Structural Features, Activation Logic, and Signaling Output of the ErbB Family Pathway
Structural Features, Activation Logic, and Signaling Output of the ErbB Family Pathway
The ErbB family pathway is a major module within receptor tyrosine kinase networks. Its key feature is not activation of a single receptor in isolation, but rather the coordinated determination of biological outcomes such as cell proliferation, survival, differentiation, and migration through ligand recognition, receptor dimerization, phosphorylation of intracellular tyrosine residues, and integration of multiple downstream signaling axes. Because this pathway participates in both normal development and tissue homeostasis, as well as tumor progression, it represents a major research axis in cell signaling and tumor biology.
Keywords: ErbB; EGFR; HER2; HER3; HER4; receptor tyrosine kinase; PI3K-AKT; RAS-ERK; dimerization
1. Basic Composition of the ErbB Family
1.1 Family Members
The ErbB family contains four members:
(1) ErbB1, also known as EGFR or HER1.
(2) ErbB2, also known as HER2.
(3) ErbB3, also known as HER3.
(4) ErbB4, also known as HER4.
All four members belong to the class I transmembrane receptor tyrosine kinase family, but they are asymmetric in ligand-binding capacity, kinase activity, and dimerization preference.

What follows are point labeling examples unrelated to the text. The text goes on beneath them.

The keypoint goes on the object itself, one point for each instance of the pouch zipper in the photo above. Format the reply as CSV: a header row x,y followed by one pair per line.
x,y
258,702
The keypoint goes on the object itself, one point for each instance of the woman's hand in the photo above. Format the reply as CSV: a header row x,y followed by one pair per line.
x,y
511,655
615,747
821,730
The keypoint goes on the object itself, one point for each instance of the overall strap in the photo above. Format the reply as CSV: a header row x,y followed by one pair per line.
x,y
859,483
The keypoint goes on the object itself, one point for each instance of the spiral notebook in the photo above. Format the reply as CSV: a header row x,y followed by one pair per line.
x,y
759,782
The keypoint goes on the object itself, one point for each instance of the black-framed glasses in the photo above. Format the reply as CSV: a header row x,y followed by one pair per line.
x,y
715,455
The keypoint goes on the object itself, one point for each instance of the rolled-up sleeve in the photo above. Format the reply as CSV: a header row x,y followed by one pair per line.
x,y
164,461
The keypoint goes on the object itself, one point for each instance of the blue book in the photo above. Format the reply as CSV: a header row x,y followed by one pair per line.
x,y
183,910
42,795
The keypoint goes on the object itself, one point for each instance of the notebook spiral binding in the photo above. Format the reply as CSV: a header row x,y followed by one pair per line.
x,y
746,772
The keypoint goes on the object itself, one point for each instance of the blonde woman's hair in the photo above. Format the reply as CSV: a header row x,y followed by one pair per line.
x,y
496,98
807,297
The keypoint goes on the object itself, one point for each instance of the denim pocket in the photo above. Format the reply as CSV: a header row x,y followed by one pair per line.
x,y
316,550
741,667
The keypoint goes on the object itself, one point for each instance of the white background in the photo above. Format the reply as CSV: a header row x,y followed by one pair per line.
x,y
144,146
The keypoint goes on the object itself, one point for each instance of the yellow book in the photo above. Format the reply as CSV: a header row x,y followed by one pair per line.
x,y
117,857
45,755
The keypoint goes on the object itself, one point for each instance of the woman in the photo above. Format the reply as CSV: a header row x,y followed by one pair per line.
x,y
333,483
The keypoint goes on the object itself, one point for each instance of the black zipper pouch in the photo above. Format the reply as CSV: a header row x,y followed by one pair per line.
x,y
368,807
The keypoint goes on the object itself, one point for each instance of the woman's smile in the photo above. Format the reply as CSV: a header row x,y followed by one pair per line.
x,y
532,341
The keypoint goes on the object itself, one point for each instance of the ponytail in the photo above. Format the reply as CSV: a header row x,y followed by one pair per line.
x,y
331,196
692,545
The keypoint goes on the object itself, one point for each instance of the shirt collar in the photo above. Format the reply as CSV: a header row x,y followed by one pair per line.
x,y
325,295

Accordingly, their functions are not simply redundant; rather, they form a receptor network with clear division of labor.
1.2 Shared Structural Framework
ErbB family members generally contain the following structural modules:
(1) Extracellular ligand-binding domain: responsible for recognition of EGF-like ligands and for exposing the dimerization interface upon activation.

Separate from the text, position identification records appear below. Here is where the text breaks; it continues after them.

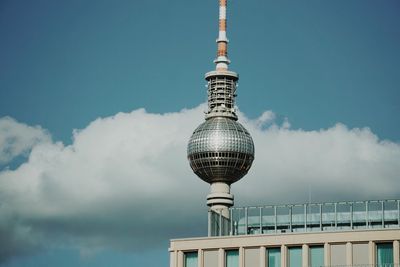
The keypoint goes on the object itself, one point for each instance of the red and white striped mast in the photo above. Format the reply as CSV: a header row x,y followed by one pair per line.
x,y
222,83
222,60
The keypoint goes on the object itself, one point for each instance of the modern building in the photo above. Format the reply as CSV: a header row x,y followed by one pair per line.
x,y
221,151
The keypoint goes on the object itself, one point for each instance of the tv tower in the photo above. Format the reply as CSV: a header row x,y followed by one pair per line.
x,y
221,150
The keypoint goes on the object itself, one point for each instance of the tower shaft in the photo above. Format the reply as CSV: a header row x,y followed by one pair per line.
x,y
222,60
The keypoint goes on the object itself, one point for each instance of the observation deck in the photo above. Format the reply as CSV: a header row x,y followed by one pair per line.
x,y
307,217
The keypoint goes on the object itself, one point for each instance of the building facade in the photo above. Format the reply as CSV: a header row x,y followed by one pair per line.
x,y
362,233
221,151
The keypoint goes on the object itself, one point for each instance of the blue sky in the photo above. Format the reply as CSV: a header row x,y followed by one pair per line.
x,y
68,65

(2) Single-pass transmembrane domain: responsible for transmitting extracellular conformational changes to the intracellular side.
(3) Juxtamembrane region and kinase domain: involved in kinase activation and receptor-receptor conformational pairing.
(4) C-terminal tail: contains multiple phosphorylatable tyrosine sites that recruit distinct downstream signaling proteins.
Table 1. Major Features of ErbB Family Members
Member | Common Name | Ligand-Binding Capacity | Kinase Activity | Major Features |
ErbB1 | EGFR/HER1 | Strong | Strong | Classical EGF receptor with clear ligand-dependent activation |
ErbB2 | HER2 | No classical direct ligand | Strong | More strongly functions as a dimerization co-receptor with strong signal-amplifying capacity |
ErbB3 | HER3 | Strong | Very weak | Weak intrinsic catalytic activity, but prominent PI3K-recruiting capacity |
ErbB4 | HER4 | Strong | Strong | More closely associated with differentiation, development, and tissue-specific functions |
2. Ligand Recognition and Receptor Activation
2.1 Ligand Spectrum
The upstream input of the ErbB family is not a single ligand, but an EGF-like ligand family. Common members include EGF, TGF-α, amphiregulin, HB-EGF, betacellulin, epiregulin, and the neuregulin family.
2.2 Nature of Activation
The key event in ErbB receptor activation is not ligand binding itself, but ligand-induced extracellular conformational rearrangement that exposes the dimerization interface and further drives formation of homo- or heterodimers. After dimerization, the intracellular kinase domains are activated, and multiple tyrosine residues in the C-terminal tail are subsequently phosphorylated, thereby generating docking platforms for downstream signaling molecules.
3. Dimerization Logic and Signal Stratification
3.1 Homodimers and Heterodimers
The ErbB family can form both homodimers and heterodimers. These two forms are not equivalent in signal strength, duration, or downstream bias.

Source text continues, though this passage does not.